• Lvxferre [he/him]@mander.xyz
    link
    fedilink
    arrow-up
    34
    ·
    9 months ago

    The whole thing can be summed up as the following: they’re selling you a hammer and telling you to use it with screws. Once you hammer the screw, it trashes the wood really bad. Then they’re calling the wood trashing “hallucination”, and promising you better hammers that won’t do this. Except a hammer is not a tool to use with screws dammit, you should be using a screwdriver.

    An AI leaderboard suggests the newest reasoning models used in chatbots are producing less accurate results because of higher hallucination rates.

    So he’s suggesting that the models are producing less accurate results… because they have higher rates of less accurate results? This is a tautological pseudo-explanation.

    AI chatbots from tech companies such as OpenAI and Google have been getting so-called reasoning upgrades over the past months

    When are people going to accept the fact that large “language” models are not general intelligence?

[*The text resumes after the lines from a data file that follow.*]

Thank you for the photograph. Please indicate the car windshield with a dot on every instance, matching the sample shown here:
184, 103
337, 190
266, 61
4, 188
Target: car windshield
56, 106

    ideally to make them better at giving us answers we can trust

    Those models are useful, but only a fool trusts = is gullible towards their output.

    OpenAI says the reasoning process isn’t to blame.

    Just like my dog isn’t to blame for the holes in my garden. Because I don’t have a dog.

    This is sounding more and more like model collapse - models perform worse when trained on the output of other models.

    inb4 sealions asking what’s my definition of reasoning in 3…2…1…

    • reksas@sopuli.xyz
      link
      fedilink
      arrow-up
      4
      ·
      9 months ago

      ai is just too nifty word even if its gross misuse of the term. large language model doesnt roll of the tongue as easily.

      • vintageballs@feddit.org
        link
        fedilink
        Deutsch
        arrow-up
        2
        ·
        9 months ago

        The goalpost has shifted a lot in the past few years, but in the broader and even narrower definition, current language models are precisely what was meant by AI and generally fall into that category of computer program. They aren’t broad / general AI, but definitely narrow / weak AI systems.

        I get that it’s trendy to shit on LLMs, often for good reason, but that should not mean we just redefine terms because some system doesn’t fit our idealized under-informed definition of a technical term.